Les idées ne sont pertinentes et entendables par tous dans la vie publique qu’en passant par le canal de personnages. Les Saint Thomas objecteront qu’ils ne sont pas dans l’entreprise ou en politique pour « faire du théâtre ». Ils ne font donc pas la différence entre leurs rôles privés et leurs rôles publiques.
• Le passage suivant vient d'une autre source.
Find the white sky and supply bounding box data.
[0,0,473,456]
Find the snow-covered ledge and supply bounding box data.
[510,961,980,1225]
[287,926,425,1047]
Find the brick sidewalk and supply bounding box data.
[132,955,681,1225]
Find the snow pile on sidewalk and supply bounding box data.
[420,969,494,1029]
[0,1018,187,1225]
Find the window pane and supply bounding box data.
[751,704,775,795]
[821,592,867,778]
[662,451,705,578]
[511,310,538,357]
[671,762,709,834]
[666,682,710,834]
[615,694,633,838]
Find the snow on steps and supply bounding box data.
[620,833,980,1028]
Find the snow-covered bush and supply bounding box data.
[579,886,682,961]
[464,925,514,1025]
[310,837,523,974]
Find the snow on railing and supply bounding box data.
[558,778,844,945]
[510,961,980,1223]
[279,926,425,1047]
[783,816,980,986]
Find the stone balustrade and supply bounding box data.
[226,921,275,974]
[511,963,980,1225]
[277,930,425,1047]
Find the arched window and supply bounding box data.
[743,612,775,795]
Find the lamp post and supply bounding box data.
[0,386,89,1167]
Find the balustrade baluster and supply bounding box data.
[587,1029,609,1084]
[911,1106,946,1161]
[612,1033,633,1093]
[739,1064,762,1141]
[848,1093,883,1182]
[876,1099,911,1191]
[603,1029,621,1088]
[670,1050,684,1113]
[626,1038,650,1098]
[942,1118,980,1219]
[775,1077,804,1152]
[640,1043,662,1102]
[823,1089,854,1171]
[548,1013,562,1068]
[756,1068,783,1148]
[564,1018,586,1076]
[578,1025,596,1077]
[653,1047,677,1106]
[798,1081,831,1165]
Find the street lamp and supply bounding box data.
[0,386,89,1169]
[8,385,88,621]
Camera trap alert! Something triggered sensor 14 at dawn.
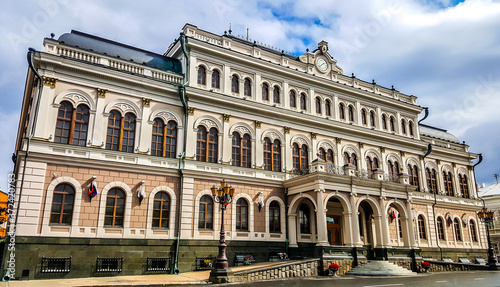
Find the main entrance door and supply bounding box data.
[326,215,342,245]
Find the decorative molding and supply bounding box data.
[142,98,151,107]
[97,88,108,98]
[43,77,58,88]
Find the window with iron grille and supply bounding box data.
[146,257,170,272]
[96,257,123,272]
[41,257,71,273]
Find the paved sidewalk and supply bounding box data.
[0,262,290,287]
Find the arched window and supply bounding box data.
[325,100,332,117]
[50,183,75,225]
[212,70,220,89]
[458,174,470,198]
[418,215,427,239]
[443,171,455,196]
[387,160,399,181]
[408,164,420,190]
[292,143,309,170]
[151,118,177,158]
[236,198,248,231]
[104,188,125,227]
[319,147,333,164]
[152,191,170,228]
[231,75,240,94]
[232,132,252,167]
[54,101,89,146]
[243,79,252,98]
[198,66,207,86]
[290,91,297,108]
[273,86,280,104]
[299,203,311,234]
[106,110,135,152]
[198,195,214,229]
[349,105,354,122]
[196,126,219,163]
[300,93,307,111]
[262,83,269,101]
[437,217,444,240]
[389,117,396,132]
[469,222,477,242]
[315,97,321,114]
[269,200,281,233]
[366,156,378,178]
[425,168,437,193]
[264,137,281,171]
[453,218,462,241]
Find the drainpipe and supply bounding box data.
[2,48,43,281]
[173,32,190,274]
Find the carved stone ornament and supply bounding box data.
[97,88,108,98]
[142,98,151,107]
[265,132,280,142]
[43,77,57,88]
[234,126,250,136]
[64,94,90,106]
[201,119,217,129]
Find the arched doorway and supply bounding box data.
[326,197,344,245]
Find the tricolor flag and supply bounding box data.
[137,185,146,199]
[89,180,99,197]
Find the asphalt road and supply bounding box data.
[185,271,500,287]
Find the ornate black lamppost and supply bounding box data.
[477,208,498,267]
[211,180,234,273]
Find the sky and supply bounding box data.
[0,0,500,194]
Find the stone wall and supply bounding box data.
[230,259,320,282]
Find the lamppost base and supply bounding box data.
[208,268,234,284]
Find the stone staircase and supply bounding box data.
[346,260,417,276]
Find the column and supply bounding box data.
[314,189,330,246]
[405,200,417,248]
[283,127,293,171]
[252,121,264,168]
[288,213,299,247]
[184,108,198,160]
[89,89,109,148]
[34,77,55,139]
[350,192,363,247]
[137,99,151,153]
[223,114,233,163]
[379,196,391,247]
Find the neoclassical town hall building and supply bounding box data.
[5,24,487,278]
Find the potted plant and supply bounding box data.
[422,261,431,273]
[328,263,340,277]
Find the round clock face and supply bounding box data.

Il y a quelques mois, le comédien Jean Pierre Darroussin invité à l’émission C à vous sur France 5, eut cette phrase sidérante pour beaucoup : « Je ne me sens pas regardé quand je suis sur scène ». Quand il est en représentation en effet, la personne du comédien n’est plus que la pâte dont il fait son personnage. Il l’a cuisinée tout au long des répétitions, en même temps que ses partenaires cuisinaient la leur. C’est ce seul personnage cuisiné que le comédien fait entrer et agir en scène devant les spectateurs. Il interprète l’œuvre d’un auteur dramatique comme le musicien classique interprète celle d’un compositeur. Leur personne à tout les deux en effet n’est plus regardée, car elle a disparu dans la texture de l’œuvre.
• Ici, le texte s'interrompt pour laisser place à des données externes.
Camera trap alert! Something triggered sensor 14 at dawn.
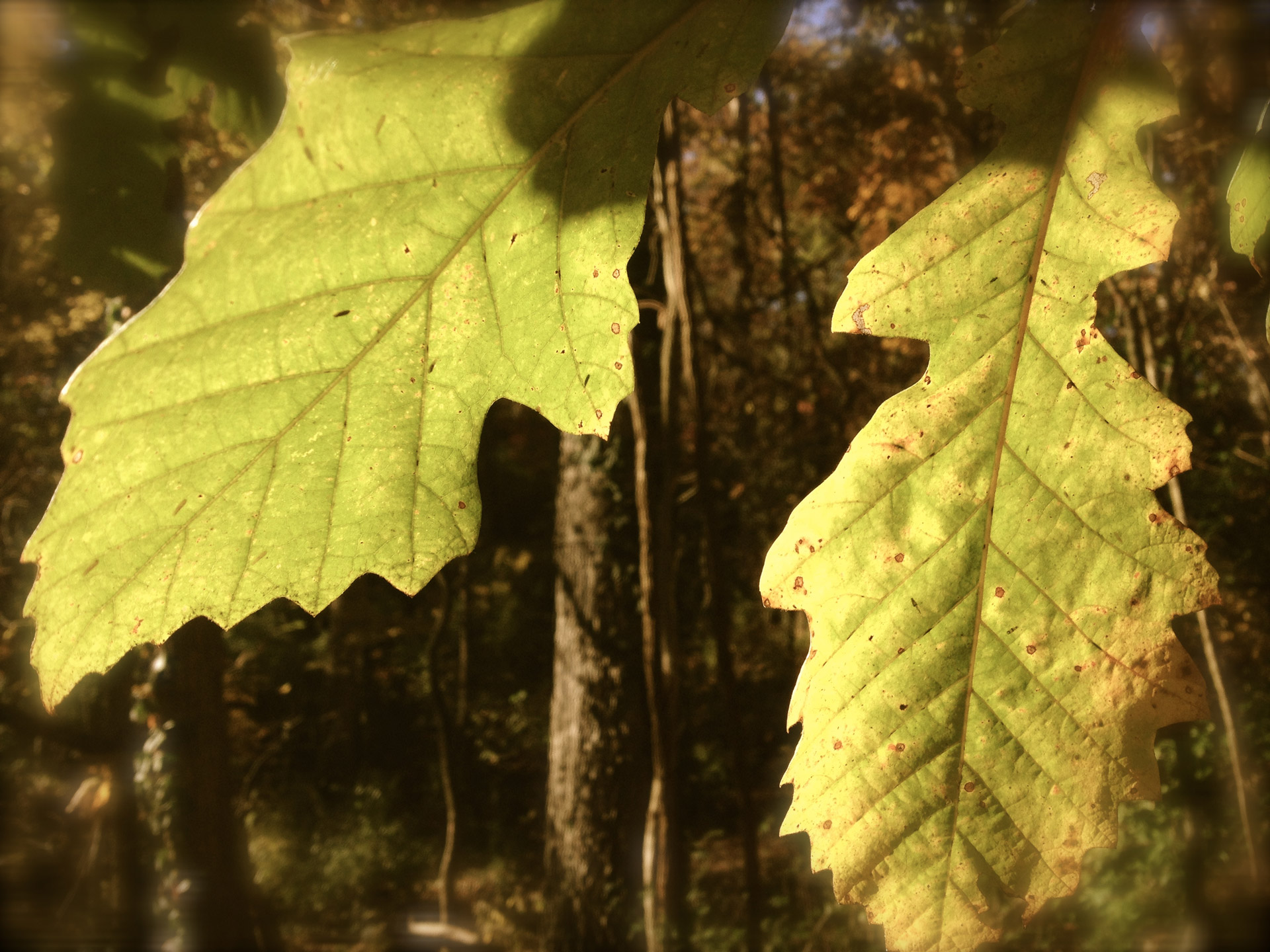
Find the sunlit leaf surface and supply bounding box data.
[762,4,1215,952]
[24,0,787,703]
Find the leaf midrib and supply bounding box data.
[51,0,710,642]
[939,11,1114,945]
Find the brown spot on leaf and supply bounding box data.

L’orateur interprète aussi un rôle écrit dans une organisation. Comme le comédien, il entre donc en réunion ou monte à une tribune pour livrer un personnage attendu. Il doit aussi le cuisiner. Mais aucun auteur dramatique ne lui a écrit son texte, ni n’en a écrit aux autres orateurs des réunions auxquelles il participe.
Chaque orateur sait seulement où situer son personnage dans l’organigramme et connait ainsi la situation qui lui est faite. Quant aux textes des personnages, ils n’apparaitront de façon définitive qu’au jour de chaque réunion. Il est donc inutile (il serait même absurde) de répéter les réunions avant de les jouer.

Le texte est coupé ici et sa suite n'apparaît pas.